Hawaii’s false ballistic missile alert was the latest reminder of the nuclear threat that North Korea poses to the U.S. amid the rising tensions and war of words between the two nation’s leaders.
“BALLISTIC MISSILE THREAT INBOUND TO HAWAII. SEEK IMMEDIATE SHELTER. THIS IS NOT A DRILL,” said the emergency system alert pushed to people’s smartphones statewide.
It was until a second message popped up 38 minutes later that people learned the missile alert was a mistake, later blamed on someone pushing the wrong button. But had the alert been real, a series of high-level assessments and decisions would have been made during that time in quick succession, perhaps with dire consequences.
The U.S. military officers at Pacific Command headquartered at Honolulu were able to immediately determine Hawaii’s Emergency Management Agency had made a mistake and publicly delivered messages to that end.
Every moment of every day, the U.S. military and intelligence agencies have satellites in high-Earth orbit scouring the globe for anything amiss. The so-called early warning satellites are designed to identify within seconds the location of the launch site, the missile’s trajectory and its potential target.
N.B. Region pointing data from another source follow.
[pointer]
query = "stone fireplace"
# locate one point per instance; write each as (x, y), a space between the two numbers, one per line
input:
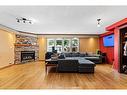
(27, 56)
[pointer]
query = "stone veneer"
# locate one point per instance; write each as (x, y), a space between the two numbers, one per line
(20, 47)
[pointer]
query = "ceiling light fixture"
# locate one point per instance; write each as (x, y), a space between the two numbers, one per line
(23, 20)
(98, 22)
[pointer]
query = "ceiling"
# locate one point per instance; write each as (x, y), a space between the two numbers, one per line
(62, 19)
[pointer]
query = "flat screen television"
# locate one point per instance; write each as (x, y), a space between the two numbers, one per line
(108, 41)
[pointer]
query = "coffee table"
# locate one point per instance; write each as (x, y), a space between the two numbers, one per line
(50, 63)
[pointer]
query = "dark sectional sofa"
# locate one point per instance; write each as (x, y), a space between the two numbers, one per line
(92, 57)
(78, 62)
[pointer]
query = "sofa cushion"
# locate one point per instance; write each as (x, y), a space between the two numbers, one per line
(68, 54)
(75, 54)
(82, 55)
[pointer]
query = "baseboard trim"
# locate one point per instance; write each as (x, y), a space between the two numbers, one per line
(6, 66)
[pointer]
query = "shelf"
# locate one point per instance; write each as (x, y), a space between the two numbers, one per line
(24, 45)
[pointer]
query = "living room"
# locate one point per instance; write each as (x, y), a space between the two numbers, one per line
(62, 43)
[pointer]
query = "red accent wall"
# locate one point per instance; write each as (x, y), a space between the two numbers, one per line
(108, 50)
(116, 47)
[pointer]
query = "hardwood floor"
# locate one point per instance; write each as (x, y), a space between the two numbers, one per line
(33, 76)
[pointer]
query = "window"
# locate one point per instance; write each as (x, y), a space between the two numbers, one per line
(63, 44)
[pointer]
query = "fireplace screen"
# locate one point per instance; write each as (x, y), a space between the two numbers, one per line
(27, 55)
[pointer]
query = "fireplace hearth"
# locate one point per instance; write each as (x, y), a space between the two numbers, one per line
(27, 56)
A constellation of school bus–sized satellites, known as the Defense Support Program, forms the backbone of the system. The spacecraft are armed with cutting-edge infrared sensors and instruments that operate at wide angles to detect heat signatures from missile plumes as they flash against Earth’s background.
The satellites are sensitive enough to short-range missiles launch, and are therefore capable of tracking a North Korean ballistic missile as it headed 4,600 miles toward Hawaii.